De todas as viagens feitas pelo personagem Lemuel Gulliver, certamente a mais famosa é pelo país imaginário de Lilliput, habitado por “humanos” extremamente pequenos que guerreavam por qualquer besteira. Mas a última viagem, ao país dos adoráveis houyhnhnms e dos odiosos yahoos, seja, talvez, a mais instigante.

O livro, claro, é um romance satírico, escrito na primeira metade do século XVIII, que ironiza a decrepitude da realeza inglesa da época. Todavia, nos capítulos que narram a derradeira viagem de Gulliver, o autor faz uma crítica feroz ao próprio gênero humano, ilustrado por dois animais, o primeiro caricaturado por um parente imaginário próximo chamado de yahoo e, o segundo, uma raça superior, representantes dos ideais iluministas figurados por notáveis cavalos,  conhecidos como houyhnhnms.

Afora esse niilismo do autor, vítima de uma descrença desmesurada com os valores morais da época, é de se refletir a forma de construção dos princípios que, na atualidade, norteiam centenas de milhões de pessoas bombardeadas pelos grandes meios de comunicação e lançadas ao senso-comum da naturalidade de barbáries exibidas intensamente.

Tudo em nome de uma pretensa modernidade que se julga guardiã dos interesses de todo o planeta. Mas o que os yahoos americanos fizeram com Bin Laden foi um simulacro do que ocorreu com Lampião e seu bando em 1938. A volante policial alagoana invadiu o território sergipano, trucidou todo o grupo e entoou loas ao grande feito humanitário por ter liberto o povo do sertão daqueles facínoras. Talvez a única diferença tenha sido a não exibição como troféus das cabeças cortadas. Tenente João Bezerra teve mais coragem. Guardada as devidas proporções, fatos semelhantes acontecem há séculos, por todas as partes, com o agravante de que na atualidade as dimensões são colossais.

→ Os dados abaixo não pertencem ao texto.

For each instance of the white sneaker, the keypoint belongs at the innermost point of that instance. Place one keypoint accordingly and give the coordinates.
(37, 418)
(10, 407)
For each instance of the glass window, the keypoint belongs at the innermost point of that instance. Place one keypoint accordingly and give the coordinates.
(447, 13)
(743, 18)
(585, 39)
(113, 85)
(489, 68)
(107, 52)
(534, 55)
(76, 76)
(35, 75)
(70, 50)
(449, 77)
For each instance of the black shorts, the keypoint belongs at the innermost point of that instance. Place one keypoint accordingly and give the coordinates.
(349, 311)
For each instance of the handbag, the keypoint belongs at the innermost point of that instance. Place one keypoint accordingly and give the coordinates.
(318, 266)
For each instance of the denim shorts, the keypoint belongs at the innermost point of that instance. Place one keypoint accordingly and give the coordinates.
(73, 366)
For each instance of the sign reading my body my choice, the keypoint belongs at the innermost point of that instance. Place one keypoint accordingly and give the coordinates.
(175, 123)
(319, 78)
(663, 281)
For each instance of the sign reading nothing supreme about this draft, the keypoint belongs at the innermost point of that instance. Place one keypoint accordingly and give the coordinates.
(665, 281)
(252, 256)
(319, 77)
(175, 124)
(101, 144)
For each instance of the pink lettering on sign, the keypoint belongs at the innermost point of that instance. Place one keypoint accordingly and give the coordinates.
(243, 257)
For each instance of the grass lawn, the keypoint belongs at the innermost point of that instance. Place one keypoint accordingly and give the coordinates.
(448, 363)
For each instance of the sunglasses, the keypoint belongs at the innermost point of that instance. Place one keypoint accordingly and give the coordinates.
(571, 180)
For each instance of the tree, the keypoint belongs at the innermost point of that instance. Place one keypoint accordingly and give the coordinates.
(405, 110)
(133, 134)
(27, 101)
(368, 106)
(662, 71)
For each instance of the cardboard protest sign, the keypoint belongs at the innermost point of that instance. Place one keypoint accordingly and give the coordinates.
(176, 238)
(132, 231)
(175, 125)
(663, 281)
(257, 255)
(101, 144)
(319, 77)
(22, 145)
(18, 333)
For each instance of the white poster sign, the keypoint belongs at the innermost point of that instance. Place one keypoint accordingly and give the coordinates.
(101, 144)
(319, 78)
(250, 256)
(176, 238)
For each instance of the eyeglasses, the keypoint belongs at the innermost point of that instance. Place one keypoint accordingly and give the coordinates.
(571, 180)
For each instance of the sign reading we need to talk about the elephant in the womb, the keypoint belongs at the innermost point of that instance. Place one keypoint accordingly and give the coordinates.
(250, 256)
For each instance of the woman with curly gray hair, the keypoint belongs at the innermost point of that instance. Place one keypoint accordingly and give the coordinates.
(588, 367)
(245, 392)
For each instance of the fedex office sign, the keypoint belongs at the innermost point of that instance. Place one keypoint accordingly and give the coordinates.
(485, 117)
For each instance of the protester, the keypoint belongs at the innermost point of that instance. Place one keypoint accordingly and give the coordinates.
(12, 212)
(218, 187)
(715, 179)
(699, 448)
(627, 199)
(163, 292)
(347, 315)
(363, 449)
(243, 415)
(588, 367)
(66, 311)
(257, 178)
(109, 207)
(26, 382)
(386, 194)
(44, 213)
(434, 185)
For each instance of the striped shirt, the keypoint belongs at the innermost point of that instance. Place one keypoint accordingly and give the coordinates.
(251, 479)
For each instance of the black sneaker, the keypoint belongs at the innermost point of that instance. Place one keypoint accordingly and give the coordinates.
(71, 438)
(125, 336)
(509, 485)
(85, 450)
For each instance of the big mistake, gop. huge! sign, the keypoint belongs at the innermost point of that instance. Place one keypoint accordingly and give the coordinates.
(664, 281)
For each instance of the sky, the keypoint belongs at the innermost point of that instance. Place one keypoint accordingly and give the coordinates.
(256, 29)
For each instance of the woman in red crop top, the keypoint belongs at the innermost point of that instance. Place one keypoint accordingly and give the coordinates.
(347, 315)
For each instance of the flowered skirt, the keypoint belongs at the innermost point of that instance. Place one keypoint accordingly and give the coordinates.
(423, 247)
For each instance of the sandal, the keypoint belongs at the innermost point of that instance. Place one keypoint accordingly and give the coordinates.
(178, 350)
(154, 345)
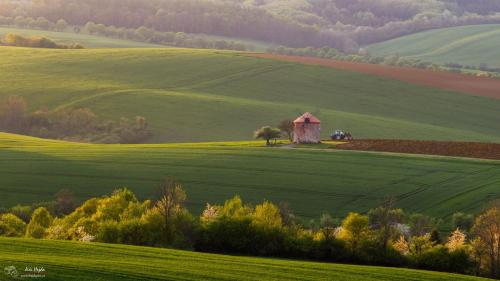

Por mais óbvio que possa parecer aos setores democráticos e progressistas, grande parte da humanidade acha normal esse salvo-conduto que têm os EUA para matar pessoas. Enforcaram Saddam Hussein, jogaram Osama ao mar, bombardeiam Kadaffi e seus familiares e até presidentes democraticamente eleitos foram assassinados, a exemplo de Salvador Allende, à margem do direito internacional. Carnificina digna dos desprezíveis yahoos e incompreensíveis aos admiráveis houyhnhnms.

Qual reação teriam estes houyhnhnms se nosso herói Gulliver vivesse em nossa época e narrasse a eles que a inteligência de certa raça de yahoo é tamanha que chegam a fabricar aviões desprovidos de pilotos, chamados “drones”, que servem para bombardear outros yahoos, chamados de terroristas por aqueles? É a subjugação de yahoos por outra raça de yahoo, conhecida também por yankees que, como previram os houyhnhnms, evoluíram na inteligência para fins outros que a elevação da qualidade de vida de seus pares. Felizmente nosso viajante teve a fortuna de relatar apenas as atrocidades cometidas pelos europeus três séculos e meio atrás.

Melhor também preservar os houyhnhnms de saberem que a prodigiosa mente dos yahoos yankees adestraram uma raça de cães com dentes de titânio preparados para dilacerar a carne dos yahoos adversários, pois sabemos serem os cães (não se sabe como são chamados no país dos houyhnhnms) muito temidos por todos eles.

A melhor mensagem do livro de Swift na atualidade é que quanto mais conhecemos os yahoos yankees mais gostamos dos cavalos.